Fulfill prerequisites. Before becoming certified as a CPR instructor, you need to fulfill the basic prerequisites. For the American Red Cross, this simply means completing a basic CPR course. Other organizations may have other requirements.

Get certified. A CPR instructor certification course usually requires several hours on a string of successive weekends, plus several hundred dollars in tuition. Most organizations will teach you advanced theory, legal ramifications and a basic script for teaching classes.

See to continuing education. All legitimate certifying organizations will require additional coursework every year or two.


See to traditional marketing efforts, just like with any other small business.

Send a flier to local schools and government offices. Many government jobs (and all teaching jobs) require current first aid/CPR certification. Somebody needs to teach those refreshers, and it might as well be you.

Contact local health clubs. Like schools, they usually require their staff to be first aid certified.

Check with churches, martial arts studios, benevolent associations and scouting organizations in your community. They might be willing to host a class for little or no money, and have the added benefit on an existing population who may attend your class.

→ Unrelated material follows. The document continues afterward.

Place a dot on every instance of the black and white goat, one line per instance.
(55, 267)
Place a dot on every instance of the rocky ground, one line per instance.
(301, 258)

As your business grows, consider bringing on additional instructors so your business can serve more clients.

Once you can afford it, seriously consider bringing on a marketing and sales person. Professional sales staff will grow your business faster than you can imagine.

Consider the up, up and out strategy. First, promote yourself out of teaching and into management. Second, promote yourself out of management and into executive duties. Finally, hire an operations manager and regard the whole thing as passive income.


  • CPR instruction carries some liability risks. Be sure to look into liability insurance when considering this business option.